The fallout continues over the LSU bond deal that was pulled last week after LSU President F. King Alexander irresponsibly threatened exigency. Brian Chappatta of Bloomberg has done outstanding reporting on the subject and yesterday he had more on the topic.

Here’s what we learned, it was the investors who pulled out the deal when Alexander began threatening exigency. They felt misled in the disclosures as to the true state of LSU’s finances.

Eaton Vance Management locked in an order to buy Louisiana State University bonds last week. The next day, the university said budget cuts may push it to file for the collegiate equivalent of bankruptcy.

“The minute the news came out we called and said ‘This is material information,’” said Tom Metzold, who helps oversee $25 billion as co-director of municipal investments in Boston. “Had you told me that in advance, we wouldn’t have bought that deal.”

Eaton Vance joined a buyers’ revolt that erupted after Louisiana State’s $114 million bond sale. The investors won: the university scrapped the deal after it had already been priced and allowed money managers to walk away, an unusual occurrence in the $3.6 trillion municipal market.

Or was it because LSU feared a Federal investigation for securities fraud?

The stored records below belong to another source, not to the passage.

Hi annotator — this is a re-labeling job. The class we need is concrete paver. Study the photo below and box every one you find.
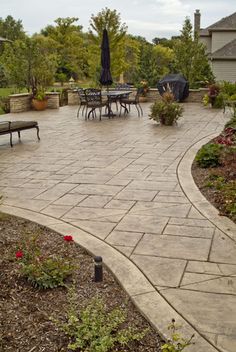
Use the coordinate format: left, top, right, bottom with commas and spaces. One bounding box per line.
0, 104, 236, 352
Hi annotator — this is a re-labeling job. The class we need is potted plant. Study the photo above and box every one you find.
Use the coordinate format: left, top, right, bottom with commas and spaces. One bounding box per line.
149, 92, 183, 126
137, 80, 149, 102
32, 88, 48, 111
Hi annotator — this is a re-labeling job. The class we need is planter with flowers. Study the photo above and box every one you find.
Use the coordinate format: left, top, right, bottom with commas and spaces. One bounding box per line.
32, 89, 48, 111
137, 80, 149, 103
149, 92, 183, 126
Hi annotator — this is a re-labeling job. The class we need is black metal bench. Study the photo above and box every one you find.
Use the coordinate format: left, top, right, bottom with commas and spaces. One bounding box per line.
0, 121, 40, 147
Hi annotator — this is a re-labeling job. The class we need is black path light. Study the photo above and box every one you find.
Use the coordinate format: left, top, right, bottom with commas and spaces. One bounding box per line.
94, 256, 103, 282
99, 29, 113, 87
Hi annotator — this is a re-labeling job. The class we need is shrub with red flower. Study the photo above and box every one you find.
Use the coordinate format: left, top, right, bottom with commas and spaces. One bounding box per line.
214, 127, 236, 146
16, 251, 24, 259
15, 235, 77, 289
64, 235, 73, 242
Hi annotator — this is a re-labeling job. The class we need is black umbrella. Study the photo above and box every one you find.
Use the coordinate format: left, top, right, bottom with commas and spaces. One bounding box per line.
99, 29, 113, 86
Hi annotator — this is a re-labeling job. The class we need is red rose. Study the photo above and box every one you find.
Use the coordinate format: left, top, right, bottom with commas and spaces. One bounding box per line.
16, 251, 24, 258
64, 236, 73, 242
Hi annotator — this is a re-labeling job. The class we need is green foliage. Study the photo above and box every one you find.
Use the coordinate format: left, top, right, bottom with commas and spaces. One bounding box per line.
149, 93, 183, 125
173, 18, 214, 87
161, 319, 194, 352
220, 81, 236, 97
205, 174, 225, 190
19, 236, 75, 289
1, 36, 56, 94
0, 16, 25, 41
88, 7, 129, 78
0, 97, 10, 115
213, 92, 227, 109
195, 143, 223, 168
21, 257, 74, 289
202, 94, 210, 106
225, 116, 236, 128
41, 17, 88, 82
34, 89, 47, 101
54, 289, 147, 352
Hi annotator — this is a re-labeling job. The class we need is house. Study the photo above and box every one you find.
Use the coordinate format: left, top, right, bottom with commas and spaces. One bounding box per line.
194, 10, 236, 82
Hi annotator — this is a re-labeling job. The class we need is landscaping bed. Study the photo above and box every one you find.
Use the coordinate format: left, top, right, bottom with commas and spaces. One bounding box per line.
0, 213, 161, 352
192, 117, 236, 223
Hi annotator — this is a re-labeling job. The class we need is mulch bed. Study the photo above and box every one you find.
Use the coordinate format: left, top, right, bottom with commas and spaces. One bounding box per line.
192, 148, 236, 223
0, 213, 161, 352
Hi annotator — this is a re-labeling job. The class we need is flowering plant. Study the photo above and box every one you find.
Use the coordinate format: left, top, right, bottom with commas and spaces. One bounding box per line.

The news surprised investors who had analyzed documents, circulated before the sale, that didn’t explicitly mention that possibility. The April 13 offering statement said “the university will examine all possible options to address potential reductions to state appropriations” in fiscal 2015-2016.

Fitch Ratings said in a report Tuesday that Louisiana State’s AA- credit rank, the fourth-highest, isn’t in immediate jeopardy, though it may fall depending on how the school deals with declining state funding.

“University budget adjustments that affect its financial position, reputation, or demand profile, to the extent they become necessary, could have negative rating implications,” the rating company said.

The U.S. Securities and Exchange Commission has ramped up efforts to crack down on municipal borrowers that fail to make sufficient disclosures to investors. Since the recession, the SEC has brought fraud cases against issuers including New Jersey and Illinois for making misleading financial statements.

The SEC doesn’t look too kindly upon bond issuers who don’t disclose things like a threat of bankruptcy. LSU pulled the bond whether than be subjected to SEC complaints and a resulting investigation that would’ve resulted in fines for the university.

Today, LSU students and faculty are set to march on the Capitol to protest cuts to higher ed. The march was called by LSU’s SGA and the Alumni Association. Maybe instead of marching on the Capitol, they should march on Alexander’s office and demand his resignation for putting the university at risk of a SEC investigation that would ruin its reputation on the bond market.